The CIO’s purview has not only deepened; it has broadened. Whereas once considered the custodian of information within the organization’s information architecture, the CIO is now responsible for information that leaves the organization’s boundaries, whether intentionally or inadvertently. Regardless of the first product, an organization may lay claim to; every organization discharges information. Forward-leaning CIOs take a lesson from the environment community and focus on understanding what information is being emitted from their industry, determining the effects those emissions can have outside the organization, and controlling those emissions.

3. Participate in enterprise security

CIOs express frustration with the blame-the-victim stigma attached to cyber events. Enterprise security’s maturation from “if” to “when” (as an imperative) has been mostly inward-facing. It has yet to percolate sufficiently outside the security community. Why? CIOs say they face an overly litigious culture that is disinclined to understand the intricacies of information assurance, a reluctance among organizations in the same competitive space to share security information, limited options for reciprocity, and a lackluster response from law enforcement. Tellingly, CIOs point to the ever-increasing functions they have to oversee to fulfill their jobs. For example, few CIOs at the beginning of the enterprise security era would have envisioned collecting intelligence on and defending against foreign intelligence services as regular business activity.

Such frustration can be expected to persist – at least until policies are established to define clearly what and how much enterprise security is to be shouldered by the government versus the private sector. This would lay the foundation for putting in place thoughtful measures for dissuading and deterring malicious cyber events, ranging from more aggressively enforcing laws to imposing financial sanctions.

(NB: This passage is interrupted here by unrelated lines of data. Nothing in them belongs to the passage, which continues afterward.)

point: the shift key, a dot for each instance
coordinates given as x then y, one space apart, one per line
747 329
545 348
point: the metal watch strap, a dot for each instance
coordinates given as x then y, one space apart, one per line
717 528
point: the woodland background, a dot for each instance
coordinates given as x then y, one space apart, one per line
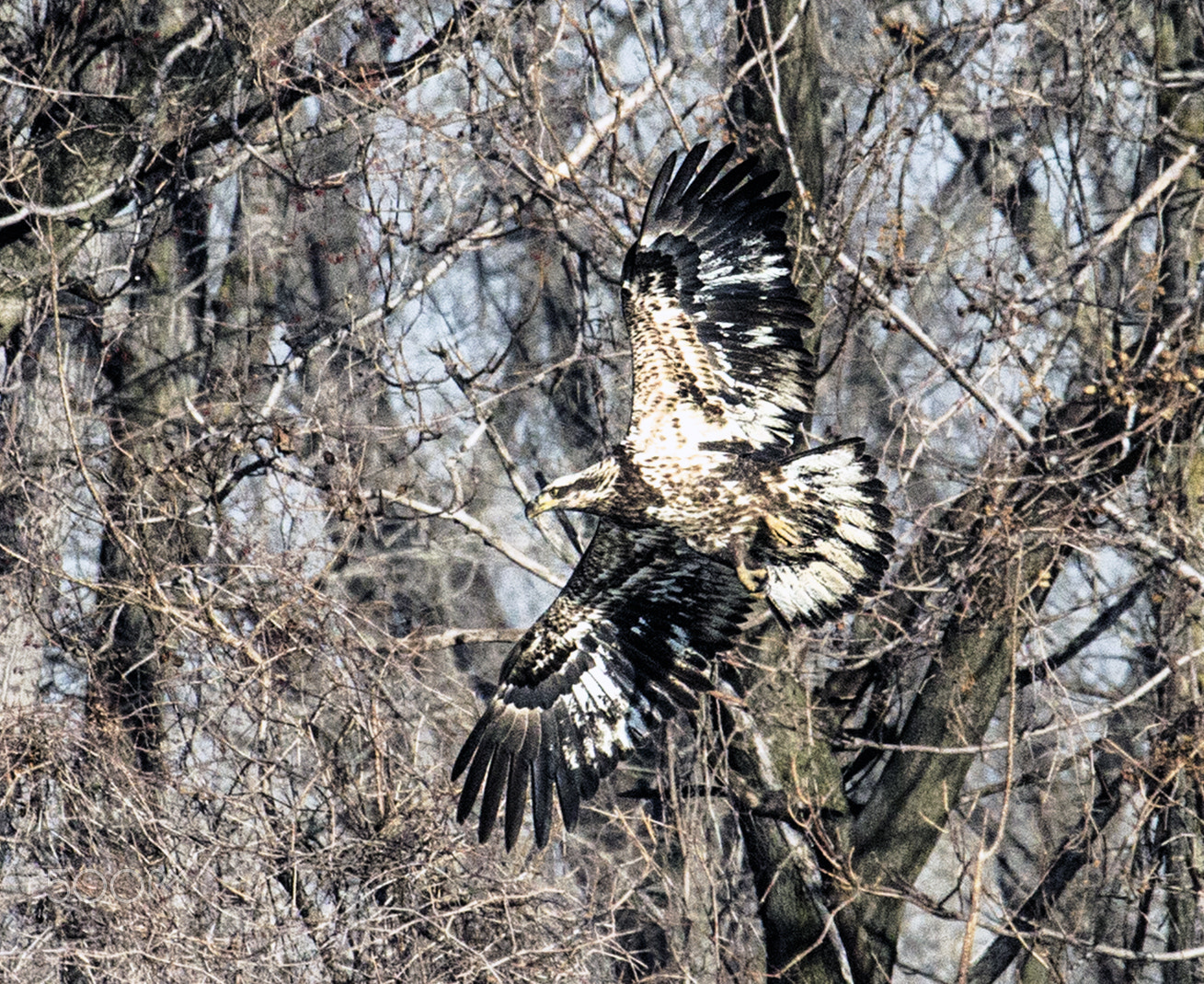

A forward-leaning CIO would build alliances among private and public security officials to craft workable policies before it’s too late – when the heat of the moment of a significant cyber event results in unsustainable or ill-advised policies that arise in reaction to it.

The “best when used by” date of enterprise security is quickly approaching, if not here already. It can pass into the graveyard of other business concepts that failed to evolve. Or, it can be re-energized by re-imagining it in light of what the past 30 years have taught us. The choice is really up to CIOs – the forward-leaning ones.